No momento está passando um jornal, sendo noticiado um evento beneficente por um antigo Hunter, Midas Tira-Dentes. Um homem alto e robusto, com roupas e adereços bastante caros. O queixo de Muriel desce ao ver Nero Blanco e Angela Nery logo atrás de Midas.

— Gente! É o senhor Nero? — Muriel se vira para o sofá.

Gisele faz que sim.

— A gente veio para cá justamente para cuidar da segurança do senhor Tira-Dentes — Gisele conta, cruzando sua perna. — Pelo que sei, o senhor Nero foi colega desse Midas numa época. E o pessoal mandou a gente como guarda costas dele, já que York Shin tem tido um probleminha com… os Igualitários — ela completa a frase após uns instantes tentando se lembrar do nome

Muriel coça a parte de trás da orelha.

— Entendi, obrigada. — Muriel diz e se levanta.

Ela não gosta muito de ver jornal, acha chato, então se levanta. Ela anda pela casa e escuta barulhos vindo do quintal dos fundos e vai espiar. No caminho tem a cozinha, então ela aproveita para pegar uma maçã, sua fruta preferida. Ao espiar o quintal, que está com a porta aberta, ela vê Arthur e Marta treinando. O aluno de Chezan tem uma espada de madeira, enquanto Marta está de mãos vazias, e seus ataques consistem apenas de chutes.

Muriel observa atentamente como eles lutam, se fascinando pelos movimentos de espada de Arthur, pesados, mas bastante ágeis e calculados. Marta defende a espada com os braços e contra ataca com chutes, joelhadas e outros tipos de ataques usando as pernas.

“Agora faz sentido o porque as pernas dela são tão grossas e fortes”, Muriel pensa e dá uma mordida na maçã.

O som da mordida na maçã alerta os dois jovens lutando, que param, e seus olhares se focam em Muriel.

— Oie — ela diz de boca cheia, bastante alegre. — Querem um pouco d’água? O Mestre Careca disse que é sempre importante se hidratar durante treinos assim.

Arthur fica visivelmente ofendido.

— O nome dele é Chezan e seria bom tratá-lo com respeito! — ele adverte, em tom sério.

Muriel se vira para Arthur, rindo.

— Eu tô tratando com respeito, ué — Muriel responde, confusa, para então notar sua escolha de palavras. — Ah! Notei o que eu fiz. É, realmente. Foi mal.

Muriel ri, e Marta respira fundo.

— O que veio fazer aqui, Muriel? — Marta questiona.

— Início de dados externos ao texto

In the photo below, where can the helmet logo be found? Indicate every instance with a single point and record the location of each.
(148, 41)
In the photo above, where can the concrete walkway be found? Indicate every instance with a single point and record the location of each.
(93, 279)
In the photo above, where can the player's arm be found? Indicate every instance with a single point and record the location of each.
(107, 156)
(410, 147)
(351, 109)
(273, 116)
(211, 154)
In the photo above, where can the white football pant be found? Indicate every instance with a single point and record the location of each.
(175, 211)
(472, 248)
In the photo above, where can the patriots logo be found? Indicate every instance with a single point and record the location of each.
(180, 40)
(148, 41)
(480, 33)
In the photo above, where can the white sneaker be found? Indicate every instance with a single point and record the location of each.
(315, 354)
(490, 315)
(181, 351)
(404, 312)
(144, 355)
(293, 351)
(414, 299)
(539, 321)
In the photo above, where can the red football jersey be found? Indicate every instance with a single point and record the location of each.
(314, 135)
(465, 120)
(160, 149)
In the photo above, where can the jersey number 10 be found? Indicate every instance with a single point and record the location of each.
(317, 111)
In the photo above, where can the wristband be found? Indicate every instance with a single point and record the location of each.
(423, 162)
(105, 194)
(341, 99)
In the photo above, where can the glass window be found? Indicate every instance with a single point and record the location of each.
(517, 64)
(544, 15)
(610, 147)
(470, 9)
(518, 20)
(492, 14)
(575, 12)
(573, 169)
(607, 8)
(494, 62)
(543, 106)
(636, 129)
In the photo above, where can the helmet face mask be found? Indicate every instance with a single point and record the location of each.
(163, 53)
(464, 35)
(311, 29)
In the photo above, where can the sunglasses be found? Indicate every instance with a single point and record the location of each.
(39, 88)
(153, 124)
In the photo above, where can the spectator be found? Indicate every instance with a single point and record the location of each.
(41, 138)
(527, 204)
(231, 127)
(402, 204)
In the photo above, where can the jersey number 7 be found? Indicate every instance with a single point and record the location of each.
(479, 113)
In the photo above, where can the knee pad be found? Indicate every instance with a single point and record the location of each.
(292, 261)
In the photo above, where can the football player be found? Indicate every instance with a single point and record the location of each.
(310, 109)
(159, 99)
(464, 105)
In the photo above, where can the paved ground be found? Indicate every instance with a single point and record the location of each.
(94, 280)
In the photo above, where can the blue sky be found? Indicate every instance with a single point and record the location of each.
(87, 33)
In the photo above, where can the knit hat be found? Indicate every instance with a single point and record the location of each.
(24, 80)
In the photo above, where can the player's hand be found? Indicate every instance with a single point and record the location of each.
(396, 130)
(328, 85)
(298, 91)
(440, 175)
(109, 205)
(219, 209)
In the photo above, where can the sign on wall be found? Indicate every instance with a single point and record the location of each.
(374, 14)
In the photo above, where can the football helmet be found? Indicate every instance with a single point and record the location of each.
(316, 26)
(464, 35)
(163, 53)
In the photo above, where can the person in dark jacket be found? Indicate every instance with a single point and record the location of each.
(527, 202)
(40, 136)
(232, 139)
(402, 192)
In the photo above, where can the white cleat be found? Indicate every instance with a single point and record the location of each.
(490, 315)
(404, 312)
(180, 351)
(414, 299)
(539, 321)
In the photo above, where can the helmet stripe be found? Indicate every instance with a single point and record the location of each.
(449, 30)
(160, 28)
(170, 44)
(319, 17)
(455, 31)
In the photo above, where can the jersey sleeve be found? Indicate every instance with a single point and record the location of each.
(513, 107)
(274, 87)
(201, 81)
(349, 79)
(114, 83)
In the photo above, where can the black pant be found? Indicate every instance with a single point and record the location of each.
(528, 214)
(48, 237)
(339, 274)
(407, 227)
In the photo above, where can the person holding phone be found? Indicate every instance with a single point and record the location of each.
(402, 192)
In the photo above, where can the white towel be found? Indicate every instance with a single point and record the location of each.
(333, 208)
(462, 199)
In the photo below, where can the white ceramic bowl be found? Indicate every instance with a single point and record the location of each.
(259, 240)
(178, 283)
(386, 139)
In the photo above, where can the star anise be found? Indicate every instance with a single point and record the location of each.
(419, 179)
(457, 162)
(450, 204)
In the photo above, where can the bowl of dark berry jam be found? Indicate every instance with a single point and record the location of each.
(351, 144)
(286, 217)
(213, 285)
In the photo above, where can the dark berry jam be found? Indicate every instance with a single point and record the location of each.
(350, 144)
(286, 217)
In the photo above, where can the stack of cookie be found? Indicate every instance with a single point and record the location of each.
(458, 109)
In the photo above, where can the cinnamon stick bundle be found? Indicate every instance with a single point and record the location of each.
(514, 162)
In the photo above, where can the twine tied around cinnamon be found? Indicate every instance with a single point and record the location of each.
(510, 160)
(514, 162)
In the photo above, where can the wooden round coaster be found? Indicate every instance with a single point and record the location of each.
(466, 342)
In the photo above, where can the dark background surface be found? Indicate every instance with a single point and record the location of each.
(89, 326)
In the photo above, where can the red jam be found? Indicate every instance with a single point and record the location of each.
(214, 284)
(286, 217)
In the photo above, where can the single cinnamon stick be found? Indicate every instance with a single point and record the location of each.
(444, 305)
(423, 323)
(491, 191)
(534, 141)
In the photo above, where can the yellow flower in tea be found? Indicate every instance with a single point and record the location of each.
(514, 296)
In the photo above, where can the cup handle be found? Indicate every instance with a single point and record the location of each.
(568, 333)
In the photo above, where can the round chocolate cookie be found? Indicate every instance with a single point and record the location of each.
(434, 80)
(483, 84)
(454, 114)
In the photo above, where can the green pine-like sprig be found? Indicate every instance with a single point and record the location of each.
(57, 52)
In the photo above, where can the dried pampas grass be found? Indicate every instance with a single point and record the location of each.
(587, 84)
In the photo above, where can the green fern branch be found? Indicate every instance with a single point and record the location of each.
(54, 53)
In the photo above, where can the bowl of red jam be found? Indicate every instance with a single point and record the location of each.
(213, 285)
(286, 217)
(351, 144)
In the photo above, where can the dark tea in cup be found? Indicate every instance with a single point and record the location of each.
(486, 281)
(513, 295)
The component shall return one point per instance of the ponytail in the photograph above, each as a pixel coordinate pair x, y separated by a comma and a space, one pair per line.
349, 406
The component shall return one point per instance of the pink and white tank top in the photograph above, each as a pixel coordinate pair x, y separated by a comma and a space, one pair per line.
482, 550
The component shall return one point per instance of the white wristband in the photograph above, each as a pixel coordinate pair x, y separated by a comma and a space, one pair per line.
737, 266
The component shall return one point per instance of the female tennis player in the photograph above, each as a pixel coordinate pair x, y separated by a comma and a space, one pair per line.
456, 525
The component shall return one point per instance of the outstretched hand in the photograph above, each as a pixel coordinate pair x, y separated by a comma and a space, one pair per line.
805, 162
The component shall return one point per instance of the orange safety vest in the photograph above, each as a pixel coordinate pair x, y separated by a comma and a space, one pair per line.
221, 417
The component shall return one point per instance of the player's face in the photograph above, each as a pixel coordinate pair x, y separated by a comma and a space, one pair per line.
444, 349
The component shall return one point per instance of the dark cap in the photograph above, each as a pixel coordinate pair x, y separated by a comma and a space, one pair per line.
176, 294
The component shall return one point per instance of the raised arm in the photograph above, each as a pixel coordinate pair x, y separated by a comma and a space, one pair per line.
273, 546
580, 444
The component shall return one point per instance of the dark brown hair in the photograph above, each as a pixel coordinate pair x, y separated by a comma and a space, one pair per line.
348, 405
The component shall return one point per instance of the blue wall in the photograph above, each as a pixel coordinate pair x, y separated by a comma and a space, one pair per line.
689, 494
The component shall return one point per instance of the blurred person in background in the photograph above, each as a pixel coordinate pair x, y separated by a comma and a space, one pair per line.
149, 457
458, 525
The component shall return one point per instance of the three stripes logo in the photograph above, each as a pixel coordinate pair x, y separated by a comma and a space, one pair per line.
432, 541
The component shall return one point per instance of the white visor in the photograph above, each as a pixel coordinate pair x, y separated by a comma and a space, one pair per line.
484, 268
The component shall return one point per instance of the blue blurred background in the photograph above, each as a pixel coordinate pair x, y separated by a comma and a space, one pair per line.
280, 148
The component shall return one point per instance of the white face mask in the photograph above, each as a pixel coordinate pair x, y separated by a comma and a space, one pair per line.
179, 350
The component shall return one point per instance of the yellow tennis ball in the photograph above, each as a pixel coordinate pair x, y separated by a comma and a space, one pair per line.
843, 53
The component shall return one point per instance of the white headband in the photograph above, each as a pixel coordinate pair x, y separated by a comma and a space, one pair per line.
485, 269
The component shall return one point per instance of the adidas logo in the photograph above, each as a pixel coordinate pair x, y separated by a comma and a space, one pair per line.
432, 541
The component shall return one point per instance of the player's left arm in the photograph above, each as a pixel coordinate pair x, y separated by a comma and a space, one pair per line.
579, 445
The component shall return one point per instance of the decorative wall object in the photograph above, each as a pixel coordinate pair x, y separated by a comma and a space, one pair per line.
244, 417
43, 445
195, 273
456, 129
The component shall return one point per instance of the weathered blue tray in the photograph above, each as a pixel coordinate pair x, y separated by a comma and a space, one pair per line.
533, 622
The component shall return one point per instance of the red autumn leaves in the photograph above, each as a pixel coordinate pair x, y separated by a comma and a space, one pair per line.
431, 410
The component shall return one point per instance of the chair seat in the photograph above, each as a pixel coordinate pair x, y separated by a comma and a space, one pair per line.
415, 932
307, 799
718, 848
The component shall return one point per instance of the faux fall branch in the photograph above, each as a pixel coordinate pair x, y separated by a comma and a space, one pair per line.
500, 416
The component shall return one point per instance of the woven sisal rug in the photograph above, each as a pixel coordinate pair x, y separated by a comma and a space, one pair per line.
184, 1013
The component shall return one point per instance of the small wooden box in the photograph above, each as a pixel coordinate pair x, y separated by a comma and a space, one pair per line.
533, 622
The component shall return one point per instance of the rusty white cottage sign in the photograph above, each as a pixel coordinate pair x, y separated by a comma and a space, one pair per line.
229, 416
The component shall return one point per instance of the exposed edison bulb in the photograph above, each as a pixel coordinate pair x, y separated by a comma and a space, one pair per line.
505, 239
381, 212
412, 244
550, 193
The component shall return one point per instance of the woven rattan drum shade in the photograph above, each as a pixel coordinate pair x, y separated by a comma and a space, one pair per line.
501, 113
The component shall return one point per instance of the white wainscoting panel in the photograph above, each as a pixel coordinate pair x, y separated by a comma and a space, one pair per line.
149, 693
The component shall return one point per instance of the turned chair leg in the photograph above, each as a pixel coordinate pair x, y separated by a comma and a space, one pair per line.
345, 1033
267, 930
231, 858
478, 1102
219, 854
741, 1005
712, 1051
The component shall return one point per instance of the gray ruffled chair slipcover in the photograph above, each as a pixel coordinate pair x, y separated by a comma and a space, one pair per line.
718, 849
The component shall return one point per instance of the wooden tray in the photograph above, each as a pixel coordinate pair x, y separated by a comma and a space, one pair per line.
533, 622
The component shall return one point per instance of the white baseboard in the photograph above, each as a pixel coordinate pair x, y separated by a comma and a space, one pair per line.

Arthur vai até a cozinha pegar água. Muriel tem um bom ponto quanto a se hidratar, afinal.

— Eu estava indo para meu quarto e daí ouvi vocês e, tipo, quis ver — Muriel conta, jogando repetidas vezes sua maçã para cima.

— Não quer treinar com a gente? — Arthur sugere por educação, voltando para o quintal.

— Eu não saberia acompanhar vocês — Muriel confessa. — Além disso, por que você pode usar uma espadinha para lutar? — Ela aponta para a espada de madeira. — Como você conseguiu permissão?

Arthur olha para a arma em sua mão.

— Bem, eu só expliquei para ele que gostaria de treinar esgrima. Me aperfeiçoar nisso. E ele me ajudou nisso — Arthur conta.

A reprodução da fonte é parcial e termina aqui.